In the video, King talks about her breakout role on the popular NBC show, ‘227.’ She tells that joining this particular sitcom is what marked the first time that she’d ever worn a relaxer, to help make her tresses straight.

“When I started 227 is when I got my first relaxer. It burned,” admits the Southland star in the footage. “And when I got my second relaxer it burned. And my third, and my fourth. They all burned.”

“My scalp didn’t like me liking the relaxer.”

She continues on by questioning the cultural influences that have seemed to impose on her.

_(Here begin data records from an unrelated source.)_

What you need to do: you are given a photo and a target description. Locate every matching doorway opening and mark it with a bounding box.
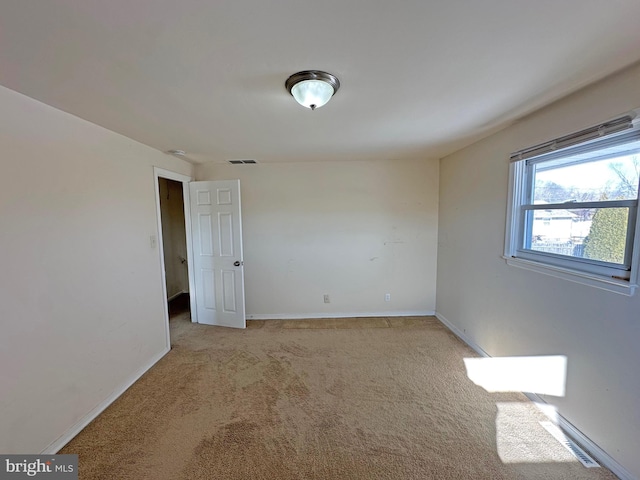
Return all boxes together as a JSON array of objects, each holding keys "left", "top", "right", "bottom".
[
  {"left": 154, "top": 167, "right": 197, "bottom": 348},
  {"left": 158, "top": 177, "right": 191, "bottom": 336}
]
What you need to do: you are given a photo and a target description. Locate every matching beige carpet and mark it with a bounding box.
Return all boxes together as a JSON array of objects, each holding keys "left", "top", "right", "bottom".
[{"left": 60, "top": 315, "right": 615, "bottom": 480}]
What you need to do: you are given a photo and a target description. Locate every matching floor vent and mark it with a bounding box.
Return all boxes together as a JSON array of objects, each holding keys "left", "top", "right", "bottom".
[{"left": 540, "top": 422, "right": 600, "bottom": 468}]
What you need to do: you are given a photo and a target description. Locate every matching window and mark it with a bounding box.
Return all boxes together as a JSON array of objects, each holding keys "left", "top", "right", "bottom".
[{"left": 505, "top": 116, "right": 640, "bottom": 295}]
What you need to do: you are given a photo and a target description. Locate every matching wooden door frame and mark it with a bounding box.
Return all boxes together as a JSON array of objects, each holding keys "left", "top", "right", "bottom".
[{"left": 153, "top": 167, "right": 198, "bottom": 348}]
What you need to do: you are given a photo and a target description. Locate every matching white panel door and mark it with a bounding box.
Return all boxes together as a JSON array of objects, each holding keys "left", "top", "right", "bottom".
[{"left": 189, "top": 180, "right": 246, "bottom": 328}]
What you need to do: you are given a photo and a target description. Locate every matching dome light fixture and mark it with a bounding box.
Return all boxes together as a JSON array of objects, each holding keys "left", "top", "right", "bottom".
[{"left": 284, "top": 70, "right": 340, "bottom": 110}]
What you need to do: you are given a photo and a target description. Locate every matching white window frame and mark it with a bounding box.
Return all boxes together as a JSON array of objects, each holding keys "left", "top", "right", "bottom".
[{"left": 503, "top": 111, "right": 640, "bottom": 296}]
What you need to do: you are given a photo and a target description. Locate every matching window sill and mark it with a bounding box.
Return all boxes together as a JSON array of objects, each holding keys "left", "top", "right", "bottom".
[{"left": 502, "top": 257, "right": 637, "bottom": 297}]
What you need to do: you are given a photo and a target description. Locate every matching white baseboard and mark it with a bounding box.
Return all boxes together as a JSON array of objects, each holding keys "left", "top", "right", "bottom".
[
  {"left": 247, "top": 310, "right": 436, "bottom": 320},
  {"left": 525, "top": 392, "right": 637, "bottom": 480},
  {"left": 40, "top": 348, "right": 170, "bottom": 455},
  {"left": 435, "top": 312, "right": 637, "bottom": 480}
]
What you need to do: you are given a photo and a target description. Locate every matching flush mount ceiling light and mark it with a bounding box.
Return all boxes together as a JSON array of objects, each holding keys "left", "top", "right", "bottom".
[{"left": 284, "top": 70, "right": 340, "bottom": 110}]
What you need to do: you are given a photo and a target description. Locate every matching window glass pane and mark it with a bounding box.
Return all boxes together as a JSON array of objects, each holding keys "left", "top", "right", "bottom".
[
  {"left": 525, "top": 207, "right": 629, "bottom": 265},
  {"left": 532, "top": 152, "right": 640, "bottom": 204}
]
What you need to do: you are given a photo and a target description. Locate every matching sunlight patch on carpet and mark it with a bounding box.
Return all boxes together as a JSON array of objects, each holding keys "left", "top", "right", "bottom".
[
  {"left": 496, "top": 402, "right": 578, "bottom": 463},
  {"left": 464, "top": 355, "right": 567, "bottom": 397}
]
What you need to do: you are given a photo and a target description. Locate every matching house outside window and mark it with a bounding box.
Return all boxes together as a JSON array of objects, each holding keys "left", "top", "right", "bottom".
[{"left": 505, "top": 113, "right": 640, "bottom": 295}]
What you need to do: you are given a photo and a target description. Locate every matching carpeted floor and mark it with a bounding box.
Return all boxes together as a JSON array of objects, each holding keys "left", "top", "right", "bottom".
[{"left": 60, "top": 302, "right": 616, "bottom": 480}]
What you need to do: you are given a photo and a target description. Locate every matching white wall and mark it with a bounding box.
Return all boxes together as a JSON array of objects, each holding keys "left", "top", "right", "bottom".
[
  {"left": 196, "top": 160, "right": 438, "bottom": 318},
  {"left": 437, "top": 65, "right": 640, "bottom": 477},
  {"left": 0, "top": 87, "right": 191, "bottom": 453},
  {"left": 158, "top": 178, "right": 189, "bottom": 298}
]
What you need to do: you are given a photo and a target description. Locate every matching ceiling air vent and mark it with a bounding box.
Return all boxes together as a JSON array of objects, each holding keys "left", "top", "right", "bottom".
[{"left": 229, "top": 160, "right": 258, "bottom": 165}]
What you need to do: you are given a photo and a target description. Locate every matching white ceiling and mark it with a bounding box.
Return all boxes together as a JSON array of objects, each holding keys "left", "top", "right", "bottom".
[{"left": 0, "top": 0, "right": 640, "bottom": 162}]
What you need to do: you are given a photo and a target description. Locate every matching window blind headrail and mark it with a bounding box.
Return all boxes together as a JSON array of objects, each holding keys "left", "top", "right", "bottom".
[{"left": 511, "top": 115, "right": 633, "bottom": 162}]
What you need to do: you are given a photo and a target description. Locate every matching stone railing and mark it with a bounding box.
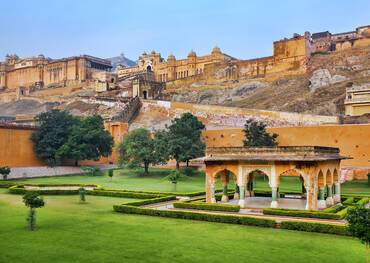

“When I look back at it now, I understand why I did it even though it burned. It’s so easy to buy into ‘this is the latest’ or this is what ‘everybody is wearing’ or this is what will ‘make you hip.'”

But King is older and wiser now. Making more healthier choices for her hair and scalp.

Talking about her roles in ‘Boyz N’ The Hood,’ and ‘Poetic Justice,’ two popular cult classics, she looks back at those films as two distinct and defining moments of her hair journey. Wearing box braids in both films, she’d ended up…


…playing two separate characters.

“[They] represented so many girls I knew in high school,” King says. “The braids represented that regular beautiful black girl. It all starts with your hair. A lot of your confidence lies in your tresses.”

King gives credit to strong, confident and beautiful Black women for creating styles in many ways that she says have set the bar pretty high for women of all other races.

“We are the tastemakers when it comes to hair. It starts with Black women. Everyone else is looking at us like, and they’re going, ‘Oh my gosh, I wish I could do that.’